Jangan kamu tengok lagi makam adikmu. Biarkan Nisa yang menuntut balas
akan kematiannya itu.” Kata nenek Siti.
Dan
suara serigala terdengar melolong lagi. Menambah suasana mistis di
malam keramat itu. Nenek Siti menarik paksa lengan Ujang. Tapi Ujang
tetap nekat bertahan. “Lekas Ujang! Kita musti kabur! Rohnya sangat
ganas dan tidak mungkin di hentikan!”
“Apa
yang nenek lakukan terhadap Nisa?” kata Ujang bingung. Nenek Siti
kelihatan marah. “Sudah aku bilang, Nisalah yang akan menyelesaikan
dendamnya. Kalau kita tidak segera kabur kita akan menjadi korbannya
juga”
Dan
mereka pun pulang, setelah beberapa hari kini kisah misteri balas
dendam pun dimulai. Saat itu Lucky habis mengantarkan mayat korban
kecelakaan ke rumah duka di daerah jakarta selatan.
Karena
merasa lelah iya sengaja memarkirkan Ambulancenya di pinggir jalan yang
agak sepi. Dan hanya dalam waktu sebentar ia sudah tertidur lelap. Baru
setengah jam tertidur ia terbangun tubuhnya penuh keringat. Ia
mengalami mimpi buruk tubuhnya yang kaku seperti mayat di kerubungi
banyak lalat dan belatung.
“Pertanda
apa ini?” Matanya melihat jam di tangannya tepat pada jam 12:00 malam.
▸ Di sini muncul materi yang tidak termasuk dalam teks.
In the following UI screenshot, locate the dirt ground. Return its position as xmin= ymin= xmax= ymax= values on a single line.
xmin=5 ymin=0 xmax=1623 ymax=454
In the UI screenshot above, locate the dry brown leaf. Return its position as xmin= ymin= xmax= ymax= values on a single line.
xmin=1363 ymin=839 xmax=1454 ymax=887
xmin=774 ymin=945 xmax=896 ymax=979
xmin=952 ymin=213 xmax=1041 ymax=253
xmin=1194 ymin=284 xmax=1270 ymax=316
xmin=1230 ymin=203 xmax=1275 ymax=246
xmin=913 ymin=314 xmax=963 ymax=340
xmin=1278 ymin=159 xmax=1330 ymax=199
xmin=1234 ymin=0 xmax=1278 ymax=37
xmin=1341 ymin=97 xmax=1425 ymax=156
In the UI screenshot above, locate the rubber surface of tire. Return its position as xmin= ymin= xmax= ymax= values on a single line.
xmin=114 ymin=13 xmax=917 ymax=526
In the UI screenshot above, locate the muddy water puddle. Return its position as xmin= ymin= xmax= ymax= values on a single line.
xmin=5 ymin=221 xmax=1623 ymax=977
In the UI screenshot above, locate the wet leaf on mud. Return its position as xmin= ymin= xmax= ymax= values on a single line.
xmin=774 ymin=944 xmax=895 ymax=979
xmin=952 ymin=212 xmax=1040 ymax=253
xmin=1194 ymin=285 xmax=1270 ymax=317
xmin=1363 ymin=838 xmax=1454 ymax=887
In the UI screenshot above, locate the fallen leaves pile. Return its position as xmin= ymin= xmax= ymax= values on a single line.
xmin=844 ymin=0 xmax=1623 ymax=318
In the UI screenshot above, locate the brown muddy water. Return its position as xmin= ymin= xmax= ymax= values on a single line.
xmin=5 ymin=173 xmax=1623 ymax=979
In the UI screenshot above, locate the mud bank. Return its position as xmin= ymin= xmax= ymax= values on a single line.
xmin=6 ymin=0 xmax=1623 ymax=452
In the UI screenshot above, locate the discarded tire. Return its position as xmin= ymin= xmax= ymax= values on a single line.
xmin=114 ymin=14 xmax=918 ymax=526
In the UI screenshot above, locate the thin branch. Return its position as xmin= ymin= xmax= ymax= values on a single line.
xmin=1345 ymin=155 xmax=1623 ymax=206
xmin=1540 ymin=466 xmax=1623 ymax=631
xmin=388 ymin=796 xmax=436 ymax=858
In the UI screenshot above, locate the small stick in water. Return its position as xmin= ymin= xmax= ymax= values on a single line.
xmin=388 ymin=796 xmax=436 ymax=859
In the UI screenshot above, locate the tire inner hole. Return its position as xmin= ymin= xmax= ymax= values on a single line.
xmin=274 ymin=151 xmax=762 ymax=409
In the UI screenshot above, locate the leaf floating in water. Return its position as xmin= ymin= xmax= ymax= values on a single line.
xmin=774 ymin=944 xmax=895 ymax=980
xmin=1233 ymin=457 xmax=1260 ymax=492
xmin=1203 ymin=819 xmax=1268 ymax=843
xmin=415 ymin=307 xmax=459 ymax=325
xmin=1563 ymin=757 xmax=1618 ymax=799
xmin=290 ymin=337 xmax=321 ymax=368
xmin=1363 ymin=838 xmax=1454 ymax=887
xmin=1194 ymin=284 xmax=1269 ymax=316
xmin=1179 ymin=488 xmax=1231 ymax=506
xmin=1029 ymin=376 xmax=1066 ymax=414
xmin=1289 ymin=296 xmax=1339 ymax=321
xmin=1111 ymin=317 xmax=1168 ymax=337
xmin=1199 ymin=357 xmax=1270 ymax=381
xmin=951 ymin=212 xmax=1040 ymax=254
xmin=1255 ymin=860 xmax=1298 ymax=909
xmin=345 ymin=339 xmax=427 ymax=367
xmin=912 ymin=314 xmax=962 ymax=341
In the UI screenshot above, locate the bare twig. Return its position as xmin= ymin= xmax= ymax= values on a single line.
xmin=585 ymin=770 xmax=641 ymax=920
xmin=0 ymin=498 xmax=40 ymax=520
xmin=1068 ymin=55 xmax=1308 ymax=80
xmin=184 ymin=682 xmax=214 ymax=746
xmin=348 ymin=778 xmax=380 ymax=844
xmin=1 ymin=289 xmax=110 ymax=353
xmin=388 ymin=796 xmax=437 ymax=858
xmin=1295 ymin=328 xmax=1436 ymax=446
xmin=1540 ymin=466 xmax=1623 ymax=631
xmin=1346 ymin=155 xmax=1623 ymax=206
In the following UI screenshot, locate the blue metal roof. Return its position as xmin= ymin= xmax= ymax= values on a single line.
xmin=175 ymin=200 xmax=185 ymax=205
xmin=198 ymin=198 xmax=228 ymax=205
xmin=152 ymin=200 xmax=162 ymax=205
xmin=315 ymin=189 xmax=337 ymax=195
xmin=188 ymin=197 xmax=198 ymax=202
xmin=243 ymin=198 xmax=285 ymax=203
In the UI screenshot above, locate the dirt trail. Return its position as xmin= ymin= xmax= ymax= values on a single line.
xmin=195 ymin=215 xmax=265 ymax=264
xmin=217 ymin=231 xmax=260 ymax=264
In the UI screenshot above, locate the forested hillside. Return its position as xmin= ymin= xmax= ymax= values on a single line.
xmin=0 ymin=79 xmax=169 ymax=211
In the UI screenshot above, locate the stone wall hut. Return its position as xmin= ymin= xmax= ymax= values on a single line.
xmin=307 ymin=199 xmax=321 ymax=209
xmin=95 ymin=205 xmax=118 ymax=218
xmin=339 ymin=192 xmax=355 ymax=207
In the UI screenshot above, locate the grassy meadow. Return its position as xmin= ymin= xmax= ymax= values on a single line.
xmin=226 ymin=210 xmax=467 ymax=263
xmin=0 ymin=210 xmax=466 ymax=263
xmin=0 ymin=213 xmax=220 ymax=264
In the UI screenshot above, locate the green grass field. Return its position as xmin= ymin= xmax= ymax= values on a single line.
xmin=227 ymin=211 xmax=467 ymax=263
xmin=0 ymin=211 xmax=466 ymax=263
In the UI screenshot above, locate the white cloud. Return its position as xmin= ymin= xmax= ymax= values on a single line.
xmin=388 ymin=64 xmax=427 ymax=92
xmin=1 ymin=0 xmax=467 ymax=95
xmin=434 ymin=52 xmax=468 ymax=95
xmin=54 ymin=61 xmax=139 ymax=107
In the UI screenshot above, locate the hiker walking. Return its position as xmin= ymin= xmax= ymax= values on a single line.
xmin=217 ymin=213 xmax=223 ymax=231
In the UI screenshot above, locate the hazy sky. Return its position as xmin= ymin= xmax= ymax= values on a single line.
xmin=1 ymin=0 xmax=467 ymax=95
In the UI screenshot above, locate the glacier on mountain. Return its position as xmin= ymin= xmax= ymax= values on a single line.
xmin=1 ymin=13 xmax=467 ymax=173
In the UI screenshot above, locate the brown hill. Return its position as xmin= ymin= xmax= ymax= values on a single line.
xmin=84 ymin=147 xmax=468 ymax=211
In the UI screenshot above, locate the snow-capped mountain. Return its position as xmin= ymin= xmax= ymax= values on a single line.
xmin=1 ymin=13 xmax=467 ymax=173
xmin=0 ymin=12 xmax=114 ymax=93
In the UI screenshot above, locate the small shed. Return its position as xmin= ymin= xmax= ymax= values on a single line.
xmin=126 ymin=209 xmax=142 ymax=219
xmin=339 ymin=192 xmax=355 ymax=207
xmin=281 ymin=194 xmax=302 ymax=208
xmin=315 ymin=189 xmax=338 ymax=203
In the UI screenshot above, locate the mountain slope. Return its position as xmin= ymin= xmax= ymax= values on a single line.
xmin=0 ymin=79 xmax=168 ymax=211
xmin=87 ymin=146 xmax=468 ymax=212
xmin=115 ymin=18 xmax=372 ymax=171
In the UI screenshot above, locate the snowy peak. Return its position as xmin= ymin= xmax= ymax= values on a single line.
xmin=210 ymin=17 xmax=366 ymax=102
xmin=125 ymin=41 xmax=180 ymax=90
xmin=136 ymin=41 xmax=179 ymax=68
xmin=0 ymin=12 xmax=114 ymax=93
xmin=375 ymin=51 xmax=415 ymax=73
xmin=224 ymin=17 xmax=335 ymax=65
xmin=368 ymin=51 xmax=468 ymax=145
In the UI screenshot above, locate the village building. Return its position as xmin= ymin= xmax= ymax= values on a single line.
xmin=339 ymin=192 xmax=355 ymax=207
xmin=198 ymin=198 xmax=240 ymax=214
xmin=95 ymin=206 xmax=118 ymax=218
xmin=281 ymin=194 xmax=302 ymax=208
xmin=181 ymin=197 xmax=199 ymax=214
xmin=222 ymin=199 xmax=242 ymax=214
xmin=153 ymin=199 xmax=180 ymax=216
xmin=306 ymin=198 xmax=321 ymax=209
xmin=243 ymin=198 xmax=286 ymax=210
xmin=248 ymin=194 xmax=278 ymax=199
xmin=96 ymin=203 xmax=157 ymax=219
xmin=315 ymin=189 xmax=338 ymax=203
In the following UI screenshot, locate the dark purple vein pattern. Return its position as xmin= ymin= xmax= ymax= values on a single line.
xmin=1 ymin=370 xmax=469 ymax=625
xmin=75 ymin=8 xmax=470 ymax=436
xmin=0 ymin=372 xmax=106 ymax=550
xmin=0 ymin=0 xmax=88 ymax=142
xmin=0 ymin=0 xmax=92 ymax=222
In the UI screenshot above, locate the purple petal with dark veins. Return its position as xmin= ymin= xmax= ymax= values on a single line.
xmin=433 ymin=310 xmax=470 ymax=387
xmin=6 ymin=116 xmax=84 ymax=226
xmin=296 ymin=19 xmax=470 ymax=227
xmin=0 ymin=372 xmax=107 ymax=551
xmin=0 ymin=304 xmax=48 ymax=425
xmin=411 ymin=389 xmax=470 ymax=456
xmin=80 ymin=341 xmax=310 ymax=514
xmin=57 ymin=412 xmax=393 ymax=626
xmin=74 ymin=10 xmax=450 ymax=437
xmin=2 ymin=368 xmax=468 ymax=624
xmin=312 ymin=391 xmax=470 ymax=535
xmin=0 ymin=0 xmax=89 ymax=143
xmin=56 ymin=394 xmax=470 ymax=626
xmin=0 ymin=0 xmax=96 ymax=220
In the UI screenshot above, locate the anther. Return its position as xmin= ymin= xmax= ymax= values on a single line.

Ia beranjak turun berharap warung kopi di seberangnya masih buka. Udara
malam terasa sangat dingin dan membuat Lucky semakin ngantuk.
Tiba-tiba.
Angin bertiup semakin kencang dan Lucky kedinginan. “Sial, tutup lagi.”
Pekiknya kesal. “Hah” katanya. Lucky terkejut melihat pintu belakang
ambulance dalam keadaan terbuka. Ia bergegas mau menutupnya. Tapi suara
wanita yang lembut membatalkan niatnya. “Sendirian aja, bang?”
Lucky
menoleh ke belakang dan melihat sosok penampakan yang mengerikan dan
amat menyeramkan. Balutan kain kafan menutupi tubuh penampakan itu.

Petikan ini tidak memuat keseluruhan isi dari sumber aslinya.